June 23, 2020
On July 3, 1899, the Illinois Juvenile Court Act took effect, marking the beginning of a separate court experience for children 16 and under. The new court focused on rehabilitation and differed from criminal courts by treating the child as a person in need of assistance rather than punitive justice for the crime. The Illinois Juvenile Court was the first of its kind, and soon after, other states passed similar laws. Within a few decades, every state and a number of other countries had juvenile court systems.
Prior to the passage of the 1899 act, there was no mechanism for dealing with children accused of a crime, and children were charged, jailed, and punished as if they were adults. Progressive era reforms viewed modernization in science, technology, and education as solutions to societal problems. The 1899 act followed this reform model with the idea that children can better rehabilitate and re-enter society within a different a court environment. Juvenile court proceedings were confidential so that children could attempt a normal life without the stigma of a criminal record.
Illinois Supreme Court Chief Justice Walter Schaefer noted in People ex rel. Houghland v. Leonard, 415 Ill. 135 (1953), that the "Juvenile Court Act is a codification of the ancient equitable jurisdiction over infants under the doctrine of parens patriae. Historically, courts of chancery have exercised jurisdiction over the person and property of infants to insure that they were not abused, defrauded, or neglected."
Schaefer relied on one of the first Illinois Supreme Court cases to deal with the Juvenile Court Act, Lindsay et al. v. Lindsay et al., 257 Ill. 327 (1913), in which the plaintiffs contended that the Act was unconstitutional. After the plaintiffs received a favorable judgment in Cook County, Supreme Court Justice William Farmer overturned the lower court's decision, writing that there was "no doubt of the constitutional power of the legislature to pass an act of the character here involved for the protection of dependent, neglected, or delinquent children." The plaintiffs argued the Juvenile Court was a new unauthorized court, while Farmer explained that it was not a new court—it was sitting as a circuit court, with a circuit court judge, and had the power to make binding decisions.
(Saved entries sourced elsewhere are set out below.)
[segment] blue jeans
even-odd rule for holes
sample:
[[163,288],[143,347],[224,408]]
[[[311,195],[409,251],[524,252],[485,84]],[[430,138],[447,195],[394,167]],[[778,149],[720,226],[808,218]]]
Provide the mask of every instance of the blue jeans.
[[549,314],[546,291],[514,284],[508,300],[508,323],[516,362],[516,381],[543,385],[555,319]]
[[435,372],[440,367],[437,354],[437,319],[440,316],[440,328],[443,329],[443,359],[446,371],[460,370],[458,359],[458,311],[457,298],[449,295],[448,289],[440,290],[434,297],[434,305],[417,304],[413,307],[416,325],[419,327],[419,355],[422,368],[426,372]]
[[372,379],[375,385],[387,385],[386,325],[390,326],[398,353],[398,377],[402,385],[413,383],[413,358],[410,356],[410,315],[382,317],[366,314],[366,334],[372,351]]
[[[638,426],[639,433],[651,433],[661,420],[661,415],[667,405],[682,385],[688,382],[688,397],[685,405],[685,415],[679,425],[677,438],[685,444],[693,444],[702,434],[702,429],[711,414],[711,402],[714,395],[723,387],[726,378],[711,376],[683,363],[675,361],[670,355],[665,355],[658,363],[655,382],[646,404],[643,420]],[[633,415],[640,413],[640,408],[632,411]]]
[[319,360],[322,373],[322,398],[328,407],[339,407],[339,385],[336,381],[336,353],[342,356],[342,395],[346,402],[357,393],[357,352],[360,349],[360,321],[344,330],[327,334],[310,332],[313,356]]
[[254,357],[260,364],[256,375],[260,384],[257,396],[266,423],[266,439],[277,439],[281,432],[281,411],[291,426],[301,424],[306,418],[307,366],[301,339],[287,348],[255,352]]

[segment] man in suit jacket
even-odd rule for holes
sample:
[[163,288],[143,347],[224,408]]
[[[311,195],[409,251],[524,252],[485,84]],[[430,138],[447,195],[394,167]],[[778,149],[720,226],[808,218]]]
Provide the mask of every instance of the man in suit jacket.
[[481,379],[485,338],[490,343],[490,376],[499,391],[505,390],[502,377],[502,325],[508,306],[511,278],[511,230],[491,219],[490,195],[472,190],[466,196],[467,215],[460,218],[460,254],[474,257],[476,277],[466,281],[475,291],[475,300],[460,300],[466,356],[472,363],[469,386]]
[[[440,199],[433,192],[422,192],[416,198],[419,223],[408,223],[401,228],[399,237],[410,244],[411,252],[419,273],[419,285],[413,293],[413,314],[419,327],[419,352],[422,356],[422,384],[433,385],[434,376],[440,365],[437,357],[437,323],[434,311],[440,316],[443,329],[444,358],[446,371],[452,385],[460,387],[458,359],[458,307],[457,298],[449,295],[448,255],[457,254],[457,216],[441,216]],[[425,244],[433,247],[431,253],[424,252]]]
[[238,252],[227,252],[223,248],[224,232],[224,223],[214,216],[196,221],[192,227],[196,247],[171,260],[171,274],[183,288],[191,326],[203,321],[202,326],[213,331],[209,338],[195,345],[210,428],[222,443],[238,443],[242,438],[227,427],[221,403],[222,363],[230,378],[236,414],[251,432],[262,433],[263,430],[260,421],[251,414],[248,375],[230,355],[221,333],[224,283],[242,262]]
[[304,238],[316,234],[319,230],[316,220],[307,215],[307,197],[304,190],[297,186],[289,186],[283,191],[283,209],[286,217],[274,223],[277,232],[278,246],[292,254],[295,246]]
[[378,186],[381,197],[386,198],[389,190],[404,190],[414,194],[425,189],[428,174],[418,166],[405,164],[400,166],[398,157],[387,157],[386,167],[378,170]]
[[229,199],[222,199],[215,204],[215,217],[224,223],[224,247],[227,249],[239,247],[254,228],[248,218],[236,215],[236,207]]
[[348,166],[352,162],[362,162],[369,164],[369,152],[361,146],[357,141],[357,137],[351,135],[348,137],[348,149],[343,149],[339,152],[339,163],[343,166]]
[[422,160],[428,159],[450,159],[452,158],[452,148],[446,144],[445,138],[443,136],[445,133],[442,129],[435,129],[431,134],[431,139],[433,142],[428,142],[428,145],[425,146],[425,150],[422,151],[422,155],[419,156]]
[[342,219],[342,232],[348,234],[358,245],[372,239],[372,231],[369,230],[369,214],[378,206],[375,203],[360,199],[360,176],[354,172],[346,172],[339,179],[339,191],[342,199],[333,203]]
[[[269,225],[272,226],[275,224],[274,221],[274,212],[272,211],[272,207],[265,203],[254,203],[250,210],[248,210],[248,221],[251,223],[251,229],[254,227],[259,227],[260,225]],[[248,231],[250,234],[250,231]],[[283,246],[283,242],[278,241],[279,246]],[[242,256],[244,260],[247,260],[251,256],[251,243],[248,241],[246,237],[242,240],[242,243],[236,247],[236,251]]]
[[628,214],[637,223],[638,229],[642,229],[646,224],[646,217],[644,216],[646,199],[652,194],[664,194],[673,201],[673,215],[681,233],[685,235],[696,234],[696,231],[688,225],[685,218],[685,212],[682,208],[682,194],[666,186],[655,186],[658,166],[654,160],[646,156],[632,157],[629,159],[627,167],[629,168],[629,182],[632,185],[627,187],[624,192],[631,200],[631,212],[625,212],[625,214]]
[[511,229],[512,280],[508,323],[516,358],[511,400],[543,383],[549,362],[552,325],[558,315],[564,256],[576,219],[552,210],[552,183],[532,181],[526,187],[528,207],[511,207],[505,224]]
Created with good intentions, the Juvenile Court had mixed results. Criticisms against it were primarily that it dealt with low-income, immigrant children and that it treated boys differently from girls. Boys were more likely to be sent to reformatories and girls were overwhelmingly treated for "morality" infractions. However, there were many instances in which children were able to turn their lives around, as one child from Chicago named Stanley was arrested several times for running away from home and theft. He ended up becoming a salesman and credited the Juvenile Court for his success. He noted that "society can force children into correctional institutions, but it cannot force them to reform. In order to reform a boy, you have to change his spirit, not break it."
This model has carried over to the present day with specific Drug Treatment Courts and Veterans Courts that seek to rehabilitate and not to punish. Their existence and success can trace their roots to the ground-breaking, Progressive-era idea of creating Juvenile Courts in Illinois in 1899.